Testing it, confirmed the problem:

>>> import celltest
>>> l = [1, [2, 3]]
>>> import gc, celltest
>>> gc.collect()
>>> gc.set_debug(gc.DEBUG_LEAK)
>>> l = [1, [2, 3]]
>>> i = celltest.itertest(l)
>>> list(i)
[1, 2, 3]
>>> gc.collect()
gc: collectable <cell 01E96B50>
gc: collectable <function 01E97330>
gc: collectable <tuple 01E96910>
gc: collectable <cell 01E96B30>
gc: collectable <tuple 01E96950>
gc: collectable <function 01E973F0>
3

To fix this, it is necessary to clear the “cell” objects once there is no more need for them. It is not possible to do this from the outside, so how about from the inside? Changing the code to:
[python]
def itertest2(o):
def listiter(l):
for i in l:
if isinstance(i, list):
chunks = listiter(i)
for i in chunks:
yield i
else:
yield i

chunks = listiter(o)
for i in chunks:
yield i
chunks = listiter = None
[/python]
Does the trick. the function becomes a generator, yields the stuff, then cleans up:

>>> o = celltest.itertest2(l)
>>> list(o)
[1, 2, 3]
>>> gc.collect()
0

It is an unfortunate situation. The workaround requires work to be done inside the function. It would be cool if it were possible to clear the function’s closure by calling, e.g. func.close(). As it is, people have to be aware of these hidden cycles and code carfully around them.

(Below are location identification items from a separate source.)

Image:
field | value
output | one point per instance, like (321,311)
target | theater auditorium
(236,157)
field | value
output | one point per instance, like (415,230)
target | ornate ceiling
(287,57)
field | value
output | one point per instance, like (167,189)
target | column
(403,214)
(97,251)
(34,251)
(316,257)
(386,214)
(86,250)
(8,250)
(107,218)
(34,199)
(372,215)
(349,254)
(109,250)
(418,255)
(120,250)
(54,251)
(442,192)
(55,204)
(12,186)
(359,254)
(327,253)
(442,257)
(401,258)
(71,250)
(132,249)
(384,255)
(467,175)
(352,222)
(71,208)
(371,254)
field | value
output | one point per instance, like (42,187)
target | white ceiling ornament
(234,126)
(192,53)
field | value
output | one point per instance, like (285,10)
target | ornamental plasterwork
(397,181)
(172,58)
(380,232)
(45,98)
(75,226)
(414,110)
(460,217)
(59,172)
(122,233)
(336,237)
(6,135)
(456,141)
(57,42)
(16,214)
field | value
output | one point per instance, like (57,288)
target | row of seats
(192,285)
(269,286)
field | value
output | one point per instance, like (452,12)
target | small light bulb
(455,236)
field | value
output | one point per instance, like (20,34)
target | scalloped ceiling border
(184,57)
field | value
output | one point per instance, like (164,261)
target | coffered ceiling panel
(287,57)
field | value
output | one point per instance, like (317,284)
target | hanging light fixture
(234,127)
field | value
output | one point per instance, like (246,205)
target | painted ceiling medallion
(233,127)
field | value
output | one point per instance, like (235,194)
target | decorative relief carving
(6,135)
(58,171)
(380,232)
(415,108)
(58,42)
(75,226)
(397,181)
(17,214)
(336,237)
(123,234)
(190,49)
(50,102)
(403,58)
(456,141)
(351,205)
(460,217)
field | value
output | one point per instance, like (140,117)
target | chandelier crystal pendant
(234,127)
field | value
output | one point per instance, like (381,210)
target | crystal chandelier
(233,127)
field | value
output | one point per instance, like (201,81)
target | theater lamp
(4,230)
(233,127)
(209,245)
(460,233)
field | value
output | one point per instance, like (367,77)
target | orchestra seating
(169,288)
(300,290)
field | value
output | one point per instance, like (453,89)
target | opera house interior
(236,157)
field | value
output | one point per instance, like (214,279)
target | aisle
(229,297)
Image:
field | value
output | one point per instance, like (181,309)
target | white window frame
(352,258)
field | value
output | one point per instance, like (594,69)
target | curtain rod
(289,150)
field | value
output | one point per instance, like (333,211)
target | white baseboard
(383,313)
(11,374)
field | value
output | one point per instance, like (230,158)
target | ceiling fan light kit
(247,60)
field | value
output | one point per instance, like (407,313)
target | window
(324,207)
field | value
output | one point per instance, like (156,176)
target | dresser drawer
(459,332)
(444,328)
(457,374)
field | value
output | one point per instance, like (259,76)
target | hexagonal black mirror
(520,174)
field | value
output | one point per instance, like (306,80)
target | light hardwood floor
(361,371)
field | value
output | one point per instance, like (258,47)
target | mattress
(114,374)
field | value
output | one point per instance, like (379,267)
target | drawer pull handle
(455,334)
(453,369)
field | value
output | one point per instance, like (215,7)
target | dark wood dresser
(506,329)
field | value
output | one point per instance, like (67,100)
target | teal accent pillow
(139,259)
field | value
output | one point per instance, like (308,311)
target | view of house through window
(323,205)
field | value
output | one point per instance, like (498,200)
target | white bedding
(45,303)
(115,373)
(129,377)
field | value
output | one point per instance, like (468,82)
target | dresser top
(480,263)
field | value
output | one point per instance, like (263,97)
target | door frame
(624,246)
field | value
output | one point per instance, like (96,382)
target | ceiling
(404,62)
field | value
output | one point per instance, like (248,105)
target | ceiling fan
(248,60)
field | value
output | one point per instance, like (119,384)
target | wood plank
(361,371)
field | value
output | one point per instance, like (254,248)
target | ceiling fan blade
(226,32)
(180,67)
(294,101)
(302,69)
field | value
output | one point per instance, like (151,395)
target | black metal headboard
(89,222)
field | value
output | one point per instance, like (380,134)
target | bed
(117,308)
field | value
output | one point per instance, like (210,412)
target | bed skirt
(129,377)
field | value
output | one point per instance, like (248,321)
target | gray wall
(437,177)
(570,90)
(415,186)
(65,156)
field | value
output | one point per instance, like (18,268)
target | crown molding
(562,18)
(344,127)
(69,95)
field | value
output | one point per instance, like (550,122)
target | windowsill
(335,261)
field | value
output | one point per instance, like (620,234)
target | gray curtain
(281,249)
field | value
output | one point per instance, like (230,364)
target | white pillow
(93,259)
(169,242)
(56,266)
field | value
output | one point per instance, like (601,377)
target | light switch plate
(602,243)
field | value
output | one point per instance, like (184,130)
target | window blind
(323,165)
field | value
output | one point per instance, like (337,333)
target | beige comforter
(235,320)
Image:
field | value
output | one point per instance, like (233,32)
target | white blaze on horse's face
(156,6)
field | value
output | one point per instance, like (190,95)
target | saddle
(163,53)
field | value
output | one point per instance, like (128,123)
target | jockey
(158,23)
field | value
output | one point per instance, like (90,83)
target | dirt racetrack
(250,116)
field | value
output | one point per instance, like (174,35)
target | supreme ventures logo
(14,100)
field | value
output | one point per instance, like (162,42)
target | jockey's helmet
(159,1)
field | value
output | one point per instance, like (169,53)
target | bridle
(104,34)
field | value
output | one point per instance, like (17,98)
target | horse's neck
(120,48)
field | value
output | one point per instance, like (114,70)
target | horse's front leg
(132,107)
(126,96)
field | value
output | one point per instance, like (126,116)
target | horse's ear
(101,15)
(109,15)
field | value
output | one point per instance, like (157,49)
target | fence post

(*) Leaking in this case means not being released immediately by reference counting but lingering. We don’t want to rely on the gc module’s quirkiness in a video game.

Update:

In my toy code, I got the semantics slightly wrong.  Actually, it is more like this:
[python]
def make_iter():
def listiter(l):
for i in l:
if isinstance(i, list):
chunks = listiter(i)
for i in chunks:
yield i
else:
yield i
return listiter

def get_iterator(data):
it = make_iter()
return it(data)
[/python]

This complicates things. Nowhere is, during iteration, any code running in the scope of make_iter that we can use to clear those locals after iteration. Everything is running in nested functions and since I am using Python 2.7 (which doesn’t have the “nonlocal” keyword) there seems to be no way to clear the outer locals from the inner functions once iteration is done.

I guess that means that I’ll have to modify this code to use class objects instead.

Also, while on the topic, I think Raymond Hettinger’s class-like objects are subject to this problem if they have any sort of mutual or recursive relationship among their “members”.